Jika haus, saya harus bergerak cepat membuka penutup mulut untuk meminum air. Dalam waktu singkat, urusan tuntas agar saya kembali bisa menutup mulut supaya dingin yang menyerang tubuh dalam sekejap hilang.
Kru dalam mobil juga berjuang menghadapi salju yang membungkus bodi mobil. Mereka sibuk membersihkan salju yang mulai mengeras pada kaca depan mobil.
Maklum saja, ini mobil khusus daerah tropis sehingga tidak memiliki alat pemanas. Sebelumnya, kami sempat membeli alat pemanas portabel, tetapi tidak mampu mengusir dingin sebab kapasitasnya terbatas. Sementara jika membeli alat pemanas berkapasitas besar, daya dukung listrik pada mobil terbatas.
Satu-satunya yang ada adalah cairan pembersih kaca. Setiap saat kru menyemprotkan cairan itu pada kaca bagian dalam seraya mengelapnya. Itu dilakukan terus-menerus sehingga dapat menolong perjalanan mobil menjadi lebih lancar.
Memasuki kilometer 52,17 persisnya di kota Poryte, saya merasa sudah kelelahan menghadapi salju dan suhu yang begitu dingin. Saya memutuskan loading menuju ke kota Augustow sejauh 100 kilometer. Total ketinggian rute yang saya tempuh hanya 222 meter. Artinya, sangat landai.
Danau membeku
Pada 7 Januari 2024, saya memilih beristirahat di kota Augustow. Saya sengaja tidak bersepeda karena bertepatan dengan perayaan Natal umat Kristen Ortodoks. Warga di Eropa Timur mayoritas penganut agama tersebut. Suasananya semarak, jauh lebih meriah dibandingkan perayaan Natal pada 25 Desember.

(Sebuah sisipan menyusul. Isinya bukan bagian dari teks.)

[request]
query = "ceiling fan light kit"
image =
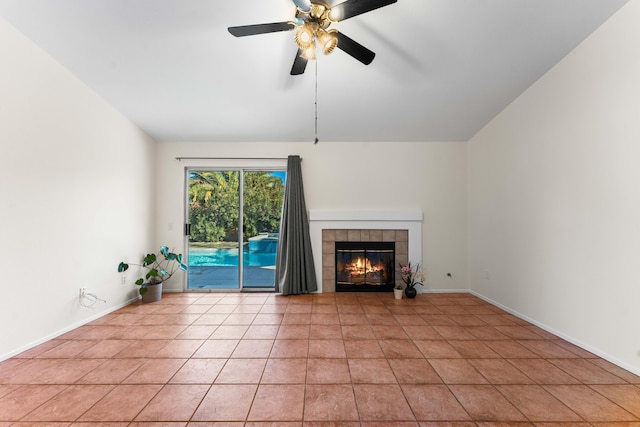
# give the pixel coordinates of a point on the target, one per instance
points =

Minggu pagi itu, saya juga menyempatkan diri sembahyang di salah satu gereja Katolik yang letaknya tidak jauh dari penginapan. Saya berjalan kaki menuju gereja dan melewati banyak area yang tertutup salju.
Sehabis dari gereja, saya mengajak kru berjalan-jalan mengelilingi kota Augustow. Kota ini sudah tertutup salju. Setiap ruang terbuka berselimut salju sangat tebal.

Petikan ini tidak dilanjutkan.